Em primeira instância, a 1ª Vara Federal de Apucarana (PR) deu ganho de causa ao servidor. Segundo a decisão, a situação assemelha-se a uma rescisão de contrato, portanto, seria injusto manter o valor bloqueado. Os autos chegaram ao tribunal para reexame.

Na 3ª Turma, o relator do caso, desembargador federal Fernando Quadros da Silva, manteve o entendimento. “A alteração de regime jurídico equivaleria à situação de extinção do contrato de trabalho, prevista no inciso I do referido dispositivo legal, merecendo, portanto, o mesmo tratamento jurídico. Aplicável, assim, a Súmula 178/TFR: ‘Resolvido o contrato de trabalho com a transferência do servidor do regime da CLT para o estatutário, em decorrência de lei, assiste-lhe o direito de movimentar a conta do FGTS”.

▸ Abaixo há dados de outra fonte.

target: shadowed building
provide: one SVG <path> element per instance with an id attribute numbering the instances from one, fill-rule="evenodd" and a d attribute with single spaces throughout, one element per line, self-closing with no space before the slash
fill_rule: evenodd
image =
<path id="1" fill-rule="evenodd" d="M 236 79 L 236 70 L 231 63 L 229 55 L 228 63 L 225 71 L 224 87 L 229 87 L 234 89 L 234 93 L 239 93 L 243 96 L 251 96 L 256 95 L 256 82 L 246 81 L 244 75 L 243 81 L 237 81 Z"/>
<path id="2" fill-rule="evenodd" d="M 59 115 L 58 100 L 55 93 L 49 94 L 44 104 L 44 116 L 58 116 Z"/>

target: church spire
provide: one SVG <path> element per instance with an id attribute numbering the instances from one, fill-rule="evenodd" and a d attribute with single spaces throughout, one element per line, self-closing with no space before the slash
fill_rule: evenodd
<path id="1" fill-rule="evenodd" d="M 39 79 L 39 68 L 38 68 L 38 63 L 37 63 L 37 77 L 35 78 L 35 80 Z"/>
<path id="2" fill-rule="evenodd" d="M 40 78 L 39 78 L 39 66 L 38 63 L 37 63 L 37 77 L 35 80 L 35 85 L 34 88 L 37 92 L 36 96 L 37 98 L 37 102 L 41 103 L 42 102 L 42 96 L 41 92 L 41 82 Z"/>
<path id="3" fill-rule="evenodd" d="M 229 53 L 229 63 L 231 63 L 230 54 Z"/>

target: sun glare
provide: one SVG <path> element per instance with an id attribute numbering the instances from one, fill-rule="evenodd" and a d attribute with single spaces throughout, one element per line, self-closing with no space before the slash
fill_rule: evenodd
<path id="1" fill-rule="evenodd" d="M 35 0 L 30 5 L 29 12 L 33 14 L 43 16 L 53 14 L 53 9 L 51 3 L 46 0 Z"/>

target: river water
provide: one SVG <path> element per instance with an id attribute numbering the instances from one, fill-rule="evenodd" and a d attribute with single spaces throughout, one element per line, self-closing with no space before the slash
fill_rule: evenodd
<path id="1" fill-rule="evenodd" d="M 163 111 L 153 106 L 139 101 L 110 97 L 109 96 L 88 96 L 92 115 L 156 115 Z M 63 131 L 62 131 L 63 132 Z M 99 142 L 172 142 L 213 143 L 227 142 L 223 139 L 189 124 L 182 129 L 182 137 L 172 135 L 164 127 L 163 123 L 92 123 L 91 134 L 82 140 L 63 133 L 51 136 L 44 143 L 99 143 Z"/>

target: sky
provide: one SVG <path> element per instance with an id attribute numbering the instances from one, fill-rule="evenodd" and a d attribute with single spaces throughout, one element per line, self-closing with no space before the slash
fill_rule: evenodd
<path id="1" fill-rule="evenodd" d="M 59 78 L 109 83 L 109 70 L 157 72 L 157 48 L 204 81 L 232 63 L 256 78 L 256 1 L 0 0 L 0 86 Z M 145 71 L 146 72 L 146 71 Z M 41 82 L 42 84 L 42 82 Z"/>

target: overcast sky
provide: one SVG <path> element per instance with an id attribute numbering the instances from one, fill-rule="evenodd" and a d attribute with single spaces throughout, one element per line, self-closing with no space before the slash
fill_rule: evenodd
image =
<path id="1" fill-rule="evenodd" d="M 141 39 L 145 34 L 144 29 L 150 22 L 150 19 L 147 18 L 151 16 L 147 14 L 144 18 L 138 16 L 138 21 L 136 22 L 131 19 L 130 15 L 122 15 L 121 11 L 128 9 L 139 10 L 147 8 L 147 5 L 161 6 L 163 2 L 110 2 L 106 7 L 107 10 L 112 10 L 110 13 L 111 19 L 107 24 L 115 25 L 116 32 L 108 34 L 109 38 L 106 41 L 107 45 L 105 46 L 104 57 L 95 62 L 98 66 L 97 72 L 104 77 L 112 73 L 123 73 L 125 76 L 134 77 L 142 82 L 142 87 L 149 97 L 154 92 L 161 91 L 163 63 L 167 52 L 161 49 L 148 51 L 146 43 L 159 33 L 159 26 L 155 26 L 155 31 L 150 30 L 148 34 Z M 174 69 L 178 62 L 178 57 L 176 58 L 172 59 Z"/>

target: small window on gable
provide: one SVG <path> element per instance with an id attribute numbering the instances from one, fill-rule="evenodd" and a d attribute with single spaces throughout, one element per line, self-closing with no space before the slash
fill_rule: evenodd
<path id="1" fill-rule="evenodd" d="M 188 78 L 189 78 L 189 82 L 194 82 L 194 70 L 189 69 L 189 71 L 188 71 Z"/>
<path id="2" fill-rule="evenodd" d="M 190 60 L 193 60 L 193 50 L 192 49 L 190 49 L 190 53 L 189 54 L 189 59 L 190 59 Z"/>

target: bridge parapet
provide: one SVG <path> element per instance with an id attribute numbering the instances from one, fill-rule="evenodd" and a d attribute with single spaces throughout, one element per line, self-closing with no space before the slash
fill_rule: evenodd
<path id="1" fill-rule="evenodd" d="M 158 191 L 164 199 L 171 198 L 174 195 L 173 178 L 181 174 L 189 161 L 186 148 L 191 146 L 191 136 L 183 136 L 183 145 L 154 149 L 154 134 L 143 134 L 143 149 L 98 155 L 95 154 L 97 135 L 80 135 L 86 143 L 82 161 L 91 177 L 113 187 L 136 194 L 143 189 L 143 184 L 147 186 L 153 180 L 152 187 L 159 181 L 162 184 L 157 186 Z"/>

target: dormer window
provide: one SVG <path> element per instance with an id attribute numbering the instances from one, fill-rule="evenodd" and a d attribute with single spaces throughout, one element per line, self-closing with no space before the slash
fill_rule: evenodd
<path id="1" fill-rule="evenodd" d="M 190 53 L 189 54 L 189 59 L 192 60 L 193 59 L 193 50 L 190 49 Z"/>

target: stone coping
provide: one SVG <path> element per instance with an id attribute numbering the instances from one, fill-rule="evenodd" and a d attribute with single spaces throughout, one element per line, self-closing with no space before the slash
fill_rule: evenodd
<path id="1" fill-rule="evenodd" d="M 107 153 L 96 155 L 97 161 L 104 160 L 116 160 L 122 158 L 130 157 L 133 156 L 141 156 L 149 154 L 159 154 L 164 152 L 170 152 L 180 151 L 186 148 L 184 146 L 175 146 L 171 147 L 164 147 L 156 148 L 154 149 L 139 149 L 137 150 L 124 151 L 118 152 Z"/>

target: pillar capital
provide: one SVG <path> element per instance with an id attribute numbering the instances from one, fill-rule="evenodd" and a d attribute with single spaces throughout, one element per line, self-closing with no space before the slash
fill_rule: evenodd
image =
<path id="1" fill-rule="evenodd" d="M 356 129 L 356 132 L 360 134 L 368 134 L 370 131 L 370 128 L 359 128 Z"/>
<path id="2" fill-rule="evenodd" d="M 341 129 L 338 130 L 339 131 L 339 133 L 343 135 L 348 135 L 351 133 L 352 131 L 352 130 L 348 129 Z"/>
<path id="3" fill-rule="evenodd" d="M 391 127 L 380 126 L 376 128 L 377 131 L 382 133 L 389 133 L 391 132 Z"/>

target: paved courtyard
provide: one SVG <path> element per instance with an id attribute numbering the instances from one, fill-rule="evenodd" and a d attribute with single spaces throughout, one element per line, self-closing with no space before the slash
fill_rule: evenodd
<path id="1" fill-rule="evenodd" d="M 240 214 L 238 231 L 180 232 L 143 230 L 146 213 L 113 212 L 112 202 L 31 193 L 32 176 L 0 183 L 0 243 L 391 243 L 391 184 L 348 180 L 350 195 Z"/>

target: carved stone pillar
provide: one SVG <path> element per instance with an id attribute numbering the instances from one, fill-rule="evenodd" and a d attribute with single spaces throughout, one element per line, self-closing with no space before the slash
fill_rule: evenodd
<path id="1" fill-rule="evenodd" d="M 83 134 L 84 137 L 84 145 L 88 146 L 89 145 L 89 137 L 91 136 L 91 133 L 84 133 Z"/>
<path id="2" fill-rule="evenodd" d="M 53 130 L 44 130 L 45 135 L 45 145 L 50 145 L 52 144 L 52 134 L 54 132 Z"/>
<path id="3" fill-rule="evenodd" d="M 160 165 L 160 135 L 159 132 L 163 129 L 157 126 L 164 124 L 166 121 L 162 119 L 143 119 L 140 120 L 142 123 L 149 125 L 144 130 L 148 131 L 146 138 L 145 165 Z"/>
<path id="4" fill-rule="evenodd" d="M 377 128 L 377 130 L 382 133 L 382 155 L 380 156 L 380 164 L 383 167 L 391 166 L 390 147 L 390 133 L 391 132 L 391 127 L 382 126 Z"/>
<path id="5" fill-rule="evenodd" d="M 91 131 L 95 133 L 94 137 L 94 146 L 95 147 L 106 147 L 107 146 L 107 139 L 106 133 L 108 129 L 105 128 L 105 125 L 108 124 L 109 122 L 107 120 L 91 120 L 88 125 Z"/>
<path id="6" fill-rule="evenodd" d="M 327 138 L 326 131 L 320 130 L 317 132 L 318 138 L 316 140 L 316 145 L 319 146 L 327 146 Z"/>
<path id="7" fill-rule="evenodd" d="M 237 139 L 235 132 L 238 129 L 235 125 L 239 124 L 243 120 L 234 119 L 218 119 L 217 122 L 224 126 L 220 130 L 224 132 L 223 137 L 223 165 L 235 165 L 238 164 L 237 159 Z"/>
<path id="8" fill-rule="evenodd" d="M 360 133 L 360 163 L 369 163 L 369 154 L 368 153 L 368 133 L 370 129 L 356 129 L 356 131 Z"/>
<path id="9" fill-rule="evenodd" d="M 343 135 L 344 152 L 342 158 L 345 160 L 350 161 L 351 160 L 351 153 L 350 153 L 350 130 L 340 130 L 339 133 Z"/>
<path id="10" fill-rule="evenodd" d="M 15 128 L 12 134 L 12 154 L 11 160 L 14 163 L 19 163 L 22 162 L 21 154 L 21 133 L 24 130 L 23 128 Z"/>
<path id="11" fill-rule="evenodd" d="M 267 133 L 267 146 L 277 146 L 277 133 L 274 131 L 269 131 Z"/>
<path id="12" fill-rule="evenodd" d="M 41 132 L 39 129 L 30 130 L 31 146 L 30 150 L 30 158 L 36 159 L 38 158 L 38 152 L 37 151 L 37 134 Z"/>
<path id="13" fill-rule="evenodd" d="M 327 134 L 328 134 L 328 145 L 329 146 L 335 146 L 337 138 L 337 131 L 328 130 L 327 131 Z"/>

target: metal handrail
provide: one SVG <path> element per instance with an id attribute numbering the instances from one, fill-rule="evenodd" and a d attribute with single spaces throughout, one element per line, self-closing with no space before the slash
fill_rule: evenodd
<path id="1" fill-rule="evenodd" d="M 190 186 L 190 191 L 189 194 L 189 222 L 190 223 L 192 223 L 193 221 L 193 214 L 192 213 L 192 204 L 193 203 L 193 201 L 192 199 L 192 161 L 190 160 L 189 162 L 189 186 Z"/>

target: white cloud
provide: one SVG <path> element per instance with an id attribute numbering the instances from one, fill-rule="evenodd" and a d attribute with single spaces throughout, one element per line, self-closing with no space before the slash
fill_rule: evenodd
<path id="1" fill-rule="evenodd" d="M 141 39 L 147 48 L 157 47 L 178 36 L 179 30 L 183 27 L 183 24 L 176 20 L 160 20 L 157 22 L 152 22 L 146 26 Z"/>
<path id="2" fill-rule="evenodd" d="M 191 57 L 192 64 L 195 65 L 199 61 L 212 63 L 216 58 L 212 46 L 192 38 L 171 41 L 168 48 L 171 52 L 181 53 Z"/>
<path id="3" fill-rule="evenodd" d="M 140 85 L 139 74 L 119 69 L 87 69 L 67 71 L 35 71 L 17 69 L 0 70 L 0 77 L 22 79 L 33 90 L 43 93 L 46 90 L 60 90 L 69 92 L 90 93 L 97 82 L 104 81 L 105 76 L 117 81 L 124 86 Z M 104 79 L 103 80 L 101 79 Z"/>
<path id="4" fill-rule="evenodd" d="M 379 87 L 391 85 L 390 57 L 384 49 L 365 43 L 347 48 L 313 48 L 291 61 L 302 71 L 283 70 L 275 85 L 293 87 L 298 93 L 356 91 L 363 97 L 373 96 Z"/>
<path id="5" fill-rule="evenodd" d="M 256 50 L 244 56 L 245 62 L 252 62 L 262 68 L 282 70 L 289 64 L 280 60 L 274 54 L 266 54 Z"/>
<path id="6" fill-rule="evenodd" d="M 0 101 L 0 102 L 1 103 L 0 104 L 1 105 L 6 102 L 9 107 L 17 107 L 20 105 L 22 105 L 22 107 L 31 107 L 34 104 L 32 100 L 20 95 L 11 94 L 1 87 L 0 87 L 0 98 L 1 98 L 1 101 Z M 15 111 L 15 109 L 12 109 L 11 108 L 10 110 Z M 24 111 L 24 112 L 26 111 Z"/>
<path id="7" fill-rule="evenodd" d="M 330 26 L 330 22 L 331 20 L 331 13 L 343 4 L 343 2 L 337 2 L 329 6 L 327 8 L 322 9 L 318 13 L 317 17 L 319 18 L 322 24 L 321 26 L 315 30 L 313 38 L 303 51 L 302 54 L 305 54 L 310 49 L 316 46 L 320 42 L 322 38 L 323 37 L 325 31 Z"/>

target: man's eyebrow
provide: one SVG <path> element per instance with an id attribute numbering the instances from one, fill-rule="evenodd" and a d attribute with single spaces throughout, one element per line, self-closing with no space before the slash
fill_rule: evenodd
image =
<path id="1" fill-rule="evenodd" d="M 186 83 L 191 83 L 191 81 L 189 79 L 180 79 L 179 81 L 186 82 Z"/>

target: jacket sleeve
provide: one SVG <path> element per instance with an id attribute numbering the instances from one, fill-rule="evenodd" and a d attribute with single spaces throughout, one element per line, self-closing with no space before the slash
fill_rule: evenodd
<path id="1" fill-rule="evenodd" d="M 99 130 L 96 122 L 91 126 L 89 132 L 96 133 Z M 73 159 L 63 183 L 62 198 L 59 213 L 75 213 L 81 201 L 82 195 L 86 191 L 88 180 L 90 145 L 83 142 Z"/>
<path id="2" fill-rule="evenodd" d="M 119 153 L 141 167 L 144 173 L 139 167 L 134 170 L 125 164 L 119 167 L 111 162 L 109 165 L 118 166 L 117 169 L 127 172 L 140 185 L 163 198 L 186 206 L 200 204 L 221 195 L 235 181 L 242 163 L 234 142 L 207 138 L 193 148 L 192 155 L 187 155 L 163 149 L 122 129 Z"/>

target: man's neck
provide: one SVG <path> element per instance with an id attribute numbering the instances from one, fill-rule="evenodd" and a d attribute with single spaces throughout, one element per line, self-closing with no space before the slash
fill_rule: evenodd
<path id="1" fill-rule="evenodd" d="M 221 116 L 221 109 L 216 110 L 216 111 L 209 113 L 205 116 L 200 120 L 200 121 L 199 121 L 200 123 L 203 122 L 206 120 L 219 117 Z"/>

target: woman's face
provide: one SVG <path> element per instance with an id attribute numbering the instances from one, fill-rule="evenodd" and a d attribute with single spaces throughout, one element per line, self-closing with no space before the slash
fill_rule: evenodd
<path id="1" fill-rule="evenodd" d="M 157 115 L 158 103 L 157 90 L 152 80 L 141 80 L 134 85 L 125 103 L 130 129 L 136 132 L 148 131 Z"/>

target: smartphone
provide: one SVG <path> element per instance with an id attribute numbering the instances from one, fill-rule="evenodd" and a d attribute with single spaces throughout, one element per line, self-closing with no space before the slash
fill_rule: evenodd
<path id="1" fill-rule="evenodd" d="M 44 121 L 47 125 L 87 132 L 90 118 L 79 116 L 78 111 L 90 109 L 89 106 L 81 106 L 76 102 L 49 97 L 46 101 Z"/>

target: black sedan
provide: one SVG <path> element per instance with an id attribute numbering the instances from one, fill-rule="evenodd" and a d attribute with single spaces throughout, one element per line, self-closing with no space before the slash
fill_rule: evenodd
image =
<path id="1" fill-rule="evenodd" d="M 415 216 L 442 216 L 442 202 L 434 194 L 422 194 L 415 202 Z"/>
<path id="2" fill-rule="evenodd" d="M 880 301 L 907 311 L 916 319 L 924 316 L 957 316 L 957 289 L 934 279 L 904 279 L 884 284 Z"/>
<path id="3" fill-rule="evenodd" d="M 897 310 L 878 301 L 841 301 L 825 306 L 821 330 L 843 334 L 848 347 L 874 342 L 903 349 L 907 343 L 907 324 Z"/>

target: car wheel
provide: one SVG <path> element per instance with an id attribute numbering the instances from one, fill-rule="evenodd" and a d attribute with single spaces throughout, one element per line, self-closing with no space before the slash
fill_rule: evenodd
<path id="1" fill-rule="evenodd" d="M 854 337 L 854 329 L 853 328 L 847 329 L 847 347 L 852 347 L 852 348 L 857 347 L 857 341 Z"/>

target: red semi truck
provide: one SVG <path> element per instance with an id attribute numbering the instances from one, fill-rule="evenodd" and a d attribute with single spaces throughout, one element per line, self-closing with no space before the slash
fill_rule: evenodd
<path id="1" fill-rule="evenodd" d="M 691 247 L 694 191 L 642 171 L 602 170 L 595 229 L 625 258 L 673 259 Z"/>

Processo: 5001480-48.2016.4.04.7006/TRF

Fonte: Tribunal Regional Federal da 4ª Região (TRF4)

Ementa:

ADMINISTRATIVO. MANDADO DE SEGURANÇA. LEVANTAMENTO DE VALORES DEPOSITADOS NA CONTA VINCULADA DO FGTS. MUDANÇA DE REGIME DE TRABALHO. POSSIBILIDADE. 1. O STJ pacificou o entendimento no sentido de ser possível o levantamento do saldo da conta vinculada do FGTS na hipótese de alteração, em decorrência de lei, do regime jurídico celetista para estatutário, sem que isso implique ofensa ao art. 20 da Lei 8.036/1990. 2. A alteração de regime jurídico equivaleria à situação de extinção do contrato de trabalho, prevista no inciso I do referido dispositivo legal, merecendo, portanto, o mesmo tratamento jurídico. Aplicável, assim, a Súmula 178/TFR: ‘Resolvido o contrato de trabalho com a transferência do servidor do regime da CLT para o estatutário, em decorrência de lei, assiste-lhe o direito de movimentar a conta vinculação do FGTS’. (TRF4 – REMESSA NECESSÁRIA CÍVEL Nº 5001480-48.2016.4.04.7006/PR, RELATOR: FERNANDO QUADROS DA SILVA, PARTE AUTORA: RONALDO ADRIANO DERBLI, ADVOGADO: MATHEUS SEGA FILHO, PARTE RÉ : CAIXA ECONÔMICA FEDERAL – CEF; MPF : MINISTÉRIO PÚBLICO FEDERAL, Data do Julgamento: 11 de outubro de 2016).